One of the great things about open-source projects is that they tend to develop an ecosystem of software that surrounds them. In the world of internet browsers, we call this ecosystem ’extensions’. In the programming world, we call these extensions ’libraries’ and/or ‘packages’.

Here’s how packages work in R.

Sharing functions

In my last post, I covered some of the functions that I use frequently. On of my favorites is called the summary function, which provides a quick snapshot of some useful summary statistics. An example:

> x = c(1, 5, 6, 3, 10)

> summary(x)
   Min. 1st Qu.  Median    Mean 3rd Qu.    Max.
      1       3       5       5       6      10

Now, suppose that I wanted a summary function that included more information. If I’m a competent R programmer, I could easily write such a function.

Next, suppose that other people express interest in this function and want to use it. How do I give it to them? Well, one option would be to send them my source code. But suppose that I built many custom functions. Then, simply sharing the source code becomes a bit tedious.

That’s where packages come in. An R package is just a way to bundle up many functions and make them easily accessible to other R users. Anyone can make an R package. On that front, I often make my own R packages that bundle up code that I use frequently. (Here’s an example.)

So a ‘package’ is just a bundle of code that is designed for sharing. Typically, though, there is a distinction between ‘official’ and ‘unofficial’ packages. In R, an ‘official’ package is one that is hosted on the CRAN — the Comprehensive R Archive Network. Having a package on the CRAN means two things:

  1. The package is centrally available to all R users
  2. The package has been vetted to meet the CRAN’s standards

What you need know about the CRAN is that it is huge. As I am typing this, the CRAN contains over 18,000 packages chalk full of useful functions.

Here’s what that means in practice. R has a large user base of scientists, statisticians, and analysts who write code to meet their needs. Then they share this code on the CRAN for you to use. That means that when you’re solving a coding problem, often the first thing you should do is see if someone has made a package that does the work for you.

Head to your preferred search engine and type: “R package for … [thing that you need]”.

Installing and loading packages

If you use Rstudio, it provides a nice GUI (graphical user interface) for installing packages. But for now, let’s cover the commands that come with basic R.

To install a package that is on the CRAN, use the install.packages function. For example, here’s how I’d install the data.table package:

install.packages('data.table')

Yes, you need the quotes around the package name. Without them, R will throw an error.

Once you’ve got the package, you can load it using the library command:

library(data.table)

(This time, you don’t need quotes around the package. Also, note that you only need to install the package once. After that, you can load it anytime you want using the library command.)

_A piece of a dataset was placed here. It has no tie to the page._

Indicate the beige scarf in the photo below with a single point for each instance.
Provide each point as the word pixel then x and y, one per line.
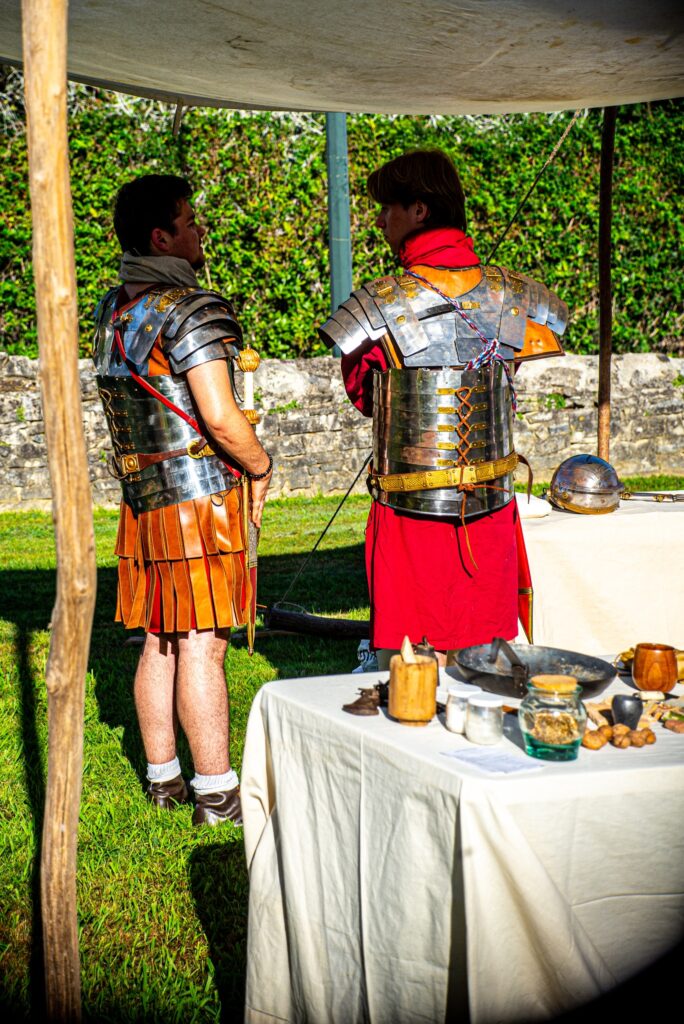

Once you got the package loaded, you have access to all the functions it contains. Of course, to use these functions you’ll have to read the documentation.

Documentation

Some of the bigger packages (like the Tidyverse) have their own websites containing detailed documentation. But in general, all packages have PDF user manuals hosted on the CRAN.

Another option is to read the documentation within R. To do that, just type ? followed by the package name:

?data.table

(Note that you have to have the package installed and loaded for this command to work.)

R will show you the basic documentation. For data.table, it looks like this:

data.table-package         package:data.table          R Documentation

Enhanced data.frame

Description:

     ‘data.table’ _inherits_ from ‘data.frame’. It offers fast and
     memory efficient: file reader and writer, aggregations, updates,
     equi, non-equi, rolling, range and interval joins, in a short and
     flexible syntax, for faster development.

     It is inspired by ‘A[B]’ syntax in R where ‘A’ is a matrix and ‘B’
     is a 2-column matrix. Since a ‘data.table’ _is_ a ‘data.frame’, it
     is compatible with R functions and packages that accept _only_
     ‘data.frame’s.

When you’re done reading, type q to exit.

Note that you can use the same syntax to lookup the documentation for functions. Here’s how to lookup the documentation for the mean function:

?mean

Here’s what you’ll get:

mean                   package:base                    R Documentation

Arithmetic Mean

Description:

     Generic function for the (trimmed) arithmetic mean.

Usage:

     mean(x, ...)

     ## Default S3 method:
     mean(x, trim = 0, na.rm = FALSE, ...)

Okay, so pulling documentation is easy. Actually understanding it takes some practice. (Programmers are not known for the clarity of their prose.)

At any rate, now you know what an R package is and how to get it. The bigger job is figuring out the packages that will drive your daily work. More on that in the future.